説得力のある資料で、金融機関の不安を軽減することができます。






【Q3】決算が赤字でも、日本政策金融公庫の融資は受けられますか?

A.受けられる可能性はあります。日本政策金融公庫では、**「経営改善計画書」や「資金使途の明確化」**などの条件を整えることで、赤字企業でも融資が通る事例があります。公的支援制度の利用も検討すると良いでしょう。






【Q4】ビジネスローンの審査に落ちた場合は、再申請できますか?

A.再申請は可能ですが、短期間での再チャレンジは避けましょう。落ちた理由を把握し、資料の精度向上や資金使途の明確化などの改善策を行ったうえで、1〜3ヶ月空けて再申請するのが望ましいです。また、別のローン会社や代替手段の検討も有効です。
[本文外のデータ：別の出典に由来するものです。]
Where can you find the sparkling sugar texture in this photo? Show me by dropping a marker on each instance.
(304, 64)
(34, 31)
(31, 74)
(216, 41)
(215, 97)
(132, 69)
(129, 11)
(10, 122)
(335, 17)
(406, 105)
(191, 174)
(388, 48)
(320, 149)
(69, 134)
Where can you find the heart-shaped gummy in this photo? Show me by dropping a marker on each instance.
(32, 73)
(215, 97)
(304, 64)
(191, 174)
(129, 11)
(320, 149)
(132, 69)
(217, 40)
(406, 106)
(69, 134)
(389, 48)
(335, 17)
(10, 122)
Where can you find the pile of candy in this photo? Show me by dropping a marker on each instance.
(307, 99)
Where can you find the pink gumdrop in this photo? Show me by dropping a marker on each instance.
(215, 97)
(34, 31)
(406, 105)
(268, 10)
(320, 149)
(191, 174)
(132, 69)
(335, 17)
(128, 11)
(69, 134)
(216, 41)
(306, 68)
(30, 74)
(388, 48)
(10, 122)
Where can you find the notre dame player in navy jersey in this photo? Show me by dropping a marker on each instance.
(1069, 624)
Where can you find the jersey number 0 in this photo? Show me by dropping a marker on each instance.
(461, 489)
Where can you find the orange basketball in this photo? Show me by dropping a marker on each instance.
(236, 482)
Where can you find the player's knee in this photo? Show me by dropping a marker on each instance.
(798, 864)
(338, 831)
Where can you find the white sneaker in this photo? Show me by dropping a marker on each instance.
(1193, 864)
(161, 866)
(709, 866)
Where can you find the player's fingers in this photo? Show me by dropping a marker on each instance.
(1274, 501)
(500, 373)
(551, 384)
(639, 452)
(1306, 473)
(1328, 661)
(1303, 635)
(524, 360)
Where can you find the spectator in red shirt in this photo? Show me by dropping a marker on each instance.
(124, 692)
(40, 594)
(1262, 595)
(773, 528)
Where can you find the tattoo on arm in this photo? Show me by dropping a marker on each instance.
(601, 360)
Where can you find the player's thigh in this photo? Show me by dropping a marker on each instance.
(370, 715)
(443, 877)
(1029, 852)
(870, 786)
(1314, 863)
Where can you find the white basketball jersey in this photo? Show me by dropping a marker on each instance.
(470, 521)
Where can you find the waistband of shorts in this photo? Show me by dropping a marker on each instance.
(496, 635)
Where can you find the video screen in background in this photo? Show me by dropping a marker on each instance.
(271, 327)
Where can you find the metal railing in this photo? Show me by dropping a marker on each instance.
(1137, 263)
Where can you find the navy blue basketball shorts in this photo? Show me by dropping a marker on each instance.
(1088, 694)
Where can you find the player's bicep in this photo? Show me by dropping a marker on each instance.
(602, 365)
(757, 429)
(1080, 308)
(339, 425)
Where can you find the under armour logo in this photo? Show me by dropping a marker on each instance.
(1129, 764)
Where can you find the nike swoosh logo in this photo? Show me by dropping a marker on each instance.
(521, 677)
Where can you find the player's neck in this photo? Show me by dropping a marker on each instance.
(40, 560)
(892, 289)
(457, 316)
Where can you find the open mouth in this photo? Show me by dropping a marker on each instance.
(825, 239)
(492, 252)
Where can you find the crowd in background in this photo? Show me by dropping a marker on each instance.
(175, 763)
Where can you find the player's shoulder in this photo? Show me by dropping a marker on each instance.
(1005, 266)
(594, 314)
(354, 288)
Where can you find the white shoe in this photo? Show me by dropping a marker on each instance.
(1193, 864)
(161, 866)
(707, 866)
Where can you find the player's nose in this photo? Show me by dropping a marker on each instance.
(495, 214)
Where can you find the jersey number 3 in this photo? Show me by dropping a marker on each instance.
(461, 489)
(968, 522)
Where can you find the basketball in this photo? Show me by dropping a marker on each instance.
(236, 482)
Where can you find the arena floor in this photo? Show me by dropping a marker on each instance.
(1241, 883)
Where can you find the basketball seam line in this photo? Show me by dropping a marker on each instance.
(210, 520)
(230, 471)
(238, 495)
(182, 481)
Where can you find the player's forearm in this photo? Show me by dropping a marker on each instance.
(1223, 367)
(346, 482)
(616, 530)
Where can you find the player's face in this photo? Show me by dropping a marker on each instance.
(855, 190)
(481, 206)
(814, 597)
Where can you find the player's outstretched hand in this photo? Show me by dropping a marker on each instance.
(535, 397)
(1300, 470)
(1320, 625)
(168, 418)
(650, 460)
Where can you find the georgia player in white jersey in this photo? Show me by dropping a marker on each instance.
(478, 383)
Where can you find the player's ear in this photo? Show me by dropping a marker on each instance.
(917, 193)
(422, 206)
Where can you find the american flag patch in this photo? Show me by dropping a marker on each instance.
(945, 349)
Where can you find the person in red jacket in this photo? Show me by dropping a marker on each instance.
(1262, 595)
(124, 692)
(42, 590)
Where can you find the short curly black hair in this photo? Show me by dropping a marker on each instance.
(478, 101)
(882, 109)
【Q5】ファクタリングとビジネスローン、どちらが赤字法人に向いていますか?

A.状況によりますが、短期的な資金ニーズならファクタリングが有効です。ファクタリングは売掛金を資金化する方法で、借入ではないため赤字決算でも利用しやすい傾向があります。一方、まとまった金額を長期で返済したい場合はビジネスローンが適しています。



まとめ|赤字でも諦めず、適切な手段で資金調達を

赤字決算であっても、ビジネスローンをはじめとした資金調達の道は閉ざされているわけではありません。近年では、決算書だけに頼らない柔軟な審査を行う金融機関やノンバンク系ローンの選択肢も増えており、「返済可能性」や「今後の成長性」を重視する流れが広がっています。

重要なのは、資金調達の前に「なぜ赤字なのか」「どのように改善するか」を明確にし、必要な資料や根拠を整えることです。また、ビジネスローンだけにこだわらず、ファクタリングや売掛保証、公的融資制度など複数の選択肢を視野に入れることで、状況に応じた最適な資金調達が実現できます。

「赤字だから融資は無理だ」と決めつけず、**正しい知識と対策を持って行動すれば、資金調達は十分に可能です。**必要であれば、資金調達に強い専門家やコンサルに相談しながら、経営の立て直しと成長への一歩を踏み出しましょう。